Switch to the LLVM SPIR-V back-end. #285

maleadt · 2025-02-13T14:09:59Z

Same as JuliaGPU/oneAPI.jl#491, but I figured it's easier to do the experimentation here as the SPIRVIntrinsics submodule is part of this repository.

maleadt · 2025-02-18T14:50:32Z

Currently blocked on pocl/pocl#1799.

MWE:

function double_print_kernel()
    OpenCL.@print "foo"
    OpenCL.@print "barbar"
    return
end

function main()
    @opencl double_print_kernel()
end

Reduced from:

function orig()
    x = CLArray(zeros(Float32, (1, 1)))
    y = CLArray(rand(Float32, (1)))
    x[:, 1] = y
end

EDIT: upstream argued that this is an LLVM bug.

maleadt · 2025-02-20T09:24:46Z

Also blocked on llvm/llvm-project#127977

MWE: CLArray{Float32}(undef, 5, 5) + 1f0 * I

Reduced from:

function orig()
    T1 = T2 = Float32
    AT = CLArray
    f = identity
    x = ones(T1, 5, 5)
    y = AT(x)

    xw = f(x)
    yw = f(y)

    J = one(T2) * I

    @allowscalar collect(xw + J) ≈ collect(yw + J)
end

maleadt · 2025-05-20T07:45:18Z

Rebased and updated the JLL. On 7.0 the printf failure has disappeared, but another issue (which I didn't reduce yet) remains:

Call parameter type does not match function signature!
  %192 = call i32 @llvm.spv.track.constant.i32.i32(i32 undef, metadata i32 undef)
 ptr  %194 = call i32 (i32, ptr, ...) @llvm.spv.insertv.p0(i32 %191, i32 %192, i32 %193)
in function julia_ArgumentError_91762

codecov · 2025-05-20T07:45:34Z

Codecov Report

All modified and coverable lines are covered by tests ✅

Project coverage is 73.86%. Comparing base (9247b80) to head (a85c235).
Report is 1 commits behind head on master.

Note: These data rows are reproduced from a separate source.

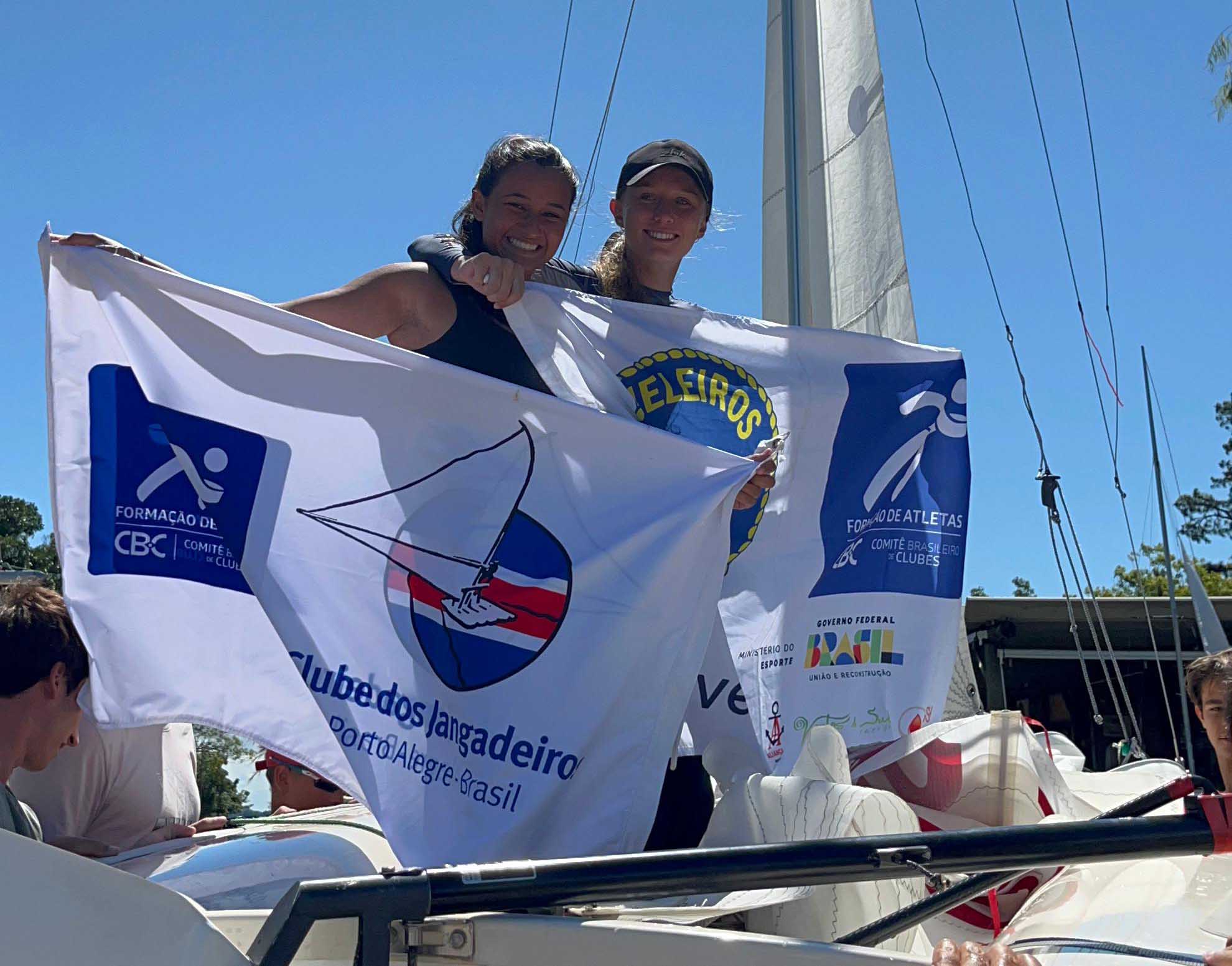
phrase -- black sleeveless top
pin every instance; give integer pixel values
(482, 341)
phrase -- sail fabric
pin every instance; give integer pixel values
(528, 710)
(826, 126)
(981, 772)
(842, 604)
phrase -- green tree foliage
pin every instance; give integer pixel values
(1152, 577)
(20, 522)
(1221, 57)
(1206, 514)
(221, 794)
(1023, 588)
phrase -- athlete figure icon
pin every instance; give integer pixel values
(208, 492)
(906, 458)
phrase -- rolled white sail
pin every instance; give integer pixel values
(829, 203)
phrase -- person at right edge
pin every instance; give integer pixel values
(1209, 683)
(663, 202)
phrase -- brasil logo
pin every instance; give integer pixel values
(709, 399)
(864, 647)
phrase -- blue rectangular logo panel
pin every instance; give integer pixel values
(895, 509)
(159, 481)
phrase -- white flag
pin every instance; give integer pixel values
(495, 600)
(842, 600)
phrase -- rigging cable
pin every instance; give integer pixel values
(1114, 442)
(1091, 344)
(559, 70)
(1164, 425)
(589, 180)
(1048, 480)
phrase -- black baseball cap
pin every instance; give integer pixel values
(658, 153)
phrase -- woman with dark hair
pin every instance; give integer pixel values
(514, 220)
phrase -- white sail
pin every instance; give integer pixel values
(1209, 628)
(832, 244)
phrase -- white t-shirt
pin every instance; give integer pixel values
(118, 785)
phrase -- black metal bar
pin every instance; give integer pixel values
(978, 885)
(656, 875)
(376, 901)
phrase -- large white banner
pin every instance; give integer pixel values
(493, 600)
(842, 599)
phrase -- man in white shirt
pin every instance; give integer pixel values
(123, 786)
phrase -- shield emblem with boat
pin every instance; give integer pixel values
(480, 585)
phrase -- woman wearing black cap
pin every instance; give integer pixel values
(515, 213)
(662, 205)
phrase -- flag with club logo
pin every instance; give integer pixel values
(491, 601)
(842, 599)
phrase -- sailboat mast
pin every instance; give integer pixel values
(1167, 565)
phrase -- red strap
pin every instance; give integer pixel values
(1047, 741)
(1218, 810)
(996, 911)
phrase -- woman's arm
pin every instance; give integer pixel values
(404, 302)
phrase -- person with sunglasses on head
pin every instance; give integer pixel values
(295, 787)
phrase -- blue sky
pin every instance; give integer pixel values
(284, 149)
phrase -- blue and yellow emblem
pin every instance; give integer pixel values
(707, 399)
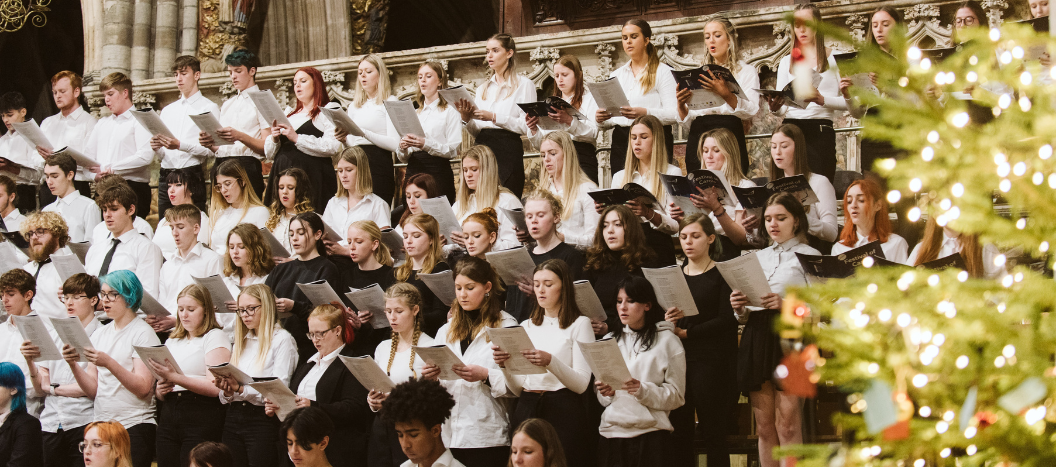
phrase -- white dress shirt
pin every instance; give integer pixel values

Additional details and impacted files

@@           Coverage Diff           @@
##           master     #285   +/-   ##
=======================================
  Coverage   73.86%   73.86%           
=======================================
  Files          12       12           
  Lines         616      616           
=======================================
  Hits          455      455           
  Misses        161      161

☔ View full report in Codecov by Sentry.
📢 Have feedback on the report? Share it here.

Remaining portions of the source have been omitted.